Success stories in developing the negative abound in the consumer world. In the mid-60s, Avis Car Rental’s indirect shot at Hertz earned huge attention and market share with, “Avis is only No. 2 in rent a cars. So we try harder.” And it was almost unfair the way Macintosh brilliantly belittled Windows with their light-hearted but deadly young hipster sympathetically skewering the PC “suit.”

But, back to the business-to-business at hand: Several years ago, Airbus ran an ad that may have implied Boeing’s two-engine 777 was less safe for transoceanic flights than the Airbus four-engine entry. Some considered it an out-and-out cheap shot. And because the 777 has since racked up millions of safe miles over the pond, the claim has essentially been neutralized.
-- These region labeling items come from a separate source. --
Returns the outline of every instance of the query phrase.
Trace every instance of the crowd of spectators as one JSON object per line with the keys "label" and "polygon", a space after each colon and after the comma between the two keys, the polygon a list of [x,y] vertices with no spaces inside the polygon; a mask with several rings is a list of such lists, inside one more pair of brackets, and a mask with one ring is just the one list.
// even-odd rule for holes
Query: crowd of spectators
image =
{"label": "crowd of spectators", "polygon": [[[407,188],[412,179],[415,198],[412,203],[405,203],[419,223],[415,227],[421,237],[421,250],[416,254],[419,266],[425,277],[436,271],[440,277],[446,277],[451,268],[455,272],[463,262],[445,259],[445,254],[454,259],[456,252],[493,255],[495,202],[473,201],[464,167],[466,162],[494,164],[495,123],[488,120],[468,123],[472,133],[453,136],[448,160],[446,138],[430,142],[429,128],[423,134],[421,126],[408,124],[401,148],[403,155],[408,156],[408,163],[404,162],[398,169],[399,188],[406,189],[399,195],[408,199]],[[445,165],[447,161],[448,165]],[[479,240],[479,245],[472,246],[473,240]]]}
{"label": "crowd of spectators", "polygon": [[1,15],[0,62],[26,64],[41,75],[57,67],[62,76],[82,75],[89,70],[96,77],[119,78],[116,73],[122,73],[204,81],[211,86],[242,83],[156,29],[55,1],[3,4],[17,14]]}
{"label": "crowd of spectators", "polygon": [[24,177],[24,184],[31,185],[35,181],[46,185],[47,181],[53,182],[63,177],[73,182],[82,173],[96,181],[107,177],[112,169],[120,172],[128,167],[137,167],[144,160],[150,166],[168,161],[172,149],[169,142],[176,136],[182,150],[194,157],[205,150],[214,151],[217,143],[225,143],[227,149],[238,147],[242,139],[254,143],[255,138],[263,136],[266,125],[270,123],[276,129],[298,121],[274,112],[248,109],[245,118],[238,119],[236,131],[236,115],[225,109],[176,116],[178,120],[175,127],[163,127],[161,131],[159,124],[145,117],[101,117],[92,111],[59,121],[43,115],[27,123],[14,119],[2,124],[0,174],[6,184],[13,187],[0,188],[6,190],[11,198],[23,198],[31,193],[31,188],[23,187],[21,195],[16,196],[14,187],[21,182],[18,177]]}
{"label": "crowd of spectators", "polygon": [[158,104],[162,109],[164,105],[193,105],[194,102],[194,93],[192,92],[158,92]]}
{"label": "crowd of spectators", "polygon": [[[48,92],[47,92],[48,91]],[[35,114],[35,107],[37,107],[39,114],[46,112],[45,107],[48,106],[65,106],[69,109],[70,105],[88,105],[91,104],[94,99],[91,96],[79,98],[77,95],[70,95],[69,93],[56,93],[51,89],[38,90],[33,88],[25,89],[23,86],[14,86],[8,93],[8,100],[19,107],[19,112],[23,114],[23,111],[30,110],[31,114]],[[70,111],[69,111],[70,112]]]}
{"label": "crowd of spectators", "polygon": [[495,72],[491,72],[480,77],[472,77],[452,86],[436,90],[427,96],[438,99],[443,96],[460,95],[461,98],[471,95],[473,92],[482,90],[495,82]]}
Fast-forward to present day. Airbus recently executed a campaign showing a Boeing 737MAX with a lengthened Pinocchio nosecone and the headline, “Why is our competitor stretching the truth?” in reaction to Boeing ads that had aggressively compared their aircraft to the Airbus A320neo. Airbus folks felt Boeing had crossed a line with certain performance data and responded with two ads asserting that Boeing was essentially “untruthful” and “lagging behind.”

It’s an interesting and unprecedented contest of messages between two important manufacturers. Boeing has yet to respond. Will they take the high road with a comparative benefit approach, or are they waiting for an opening to jab?

Time will tell. Because in the delicate business of negative advertising, sometimes even when you win, you lose.